Bovendien dienen de geloofwaardig bevonden asielmotieven van eiser niet enkel afzonderlijk maar ook in onderlinge samenhang beoordeeld te worden ter beantwoording van de vraag of terugkeer van eiser een reëel risico op een behandeling in strijd met artikel 3 van het EVRM met zich brengt. De rechtbank ziet in bestreden besluit 2 geen, althans geen voldoende motivering voor het standpunt van verweerder dat eiser, ook als de relevante omstandigheden in samenhang worden bezien, bij terugkeer geen reëel risico loopt op ernstige schade. Verweerder erkent wel dat eiser vanwege zijn medische problemen als een kwetsbaar persoon gezien moet worden, maar betrekt dat vervolgens onvoldoende bij de beoordeling van de risico’s die eiser loopt bij terugkeer. Dat eiser een verblijfsvergunning regulier op medische gronden heeft en dus niet hoeft terug te keren op dit moment, doet daar niet aan af. Eiser stelt terecht dat een asielvergunning hem meer rechten en meer zekerheden zou geven. De problemen van eiser bij terugkeer zijn bovendien niet alleen van medische aard, maar ook een kwestie van discriminatie en stelselmatige mishandelingen en detenties door de politie. Ook de discriminatie die mensen met een hiv-besmetting in Guinee-Bissau ondervinden, is niet uitsluitend een medische kwestie.

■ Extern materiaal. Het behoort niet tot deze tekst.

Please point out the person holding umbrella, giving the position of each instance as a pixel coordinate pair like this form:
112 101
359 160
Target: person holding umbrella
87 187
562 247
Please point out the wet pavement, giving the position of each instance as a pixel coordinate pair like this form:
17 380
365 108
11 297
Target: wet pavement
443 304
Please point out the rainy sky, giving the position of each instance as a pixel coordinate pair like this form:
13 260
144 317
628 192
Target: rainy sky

Verder stelt eiser zich op het standpunt dat hij, door zijn psychische problemen waardoor hij moeilijk contact maakt met anderen en door het ontbreken van een sociaal netwerk, bij voorkomende problemen niet in staat zal zijn om hulp te vragen of om zo nodig bescherming in te roepen. Verweerder heeft dat niet of in elk geval onvoldoende gemotiveerd betwist. De rechtbank wijst er tevens op dat, anders dan verweerder in bestreden besluit 2 stelt, het aan verweerder is om te onderbouwen dat eiser zich bij ernstige problemen tot de autoriteiten kan wenden om bescherming te vragen. Nu het onweersproken juist/vooral de politie is waarvoor eiser bij terugkeer heeft te vrezen, valt zonder nadere toelichting niet in te zien dat eiser deze bescherming zal kunnen verkrijgen.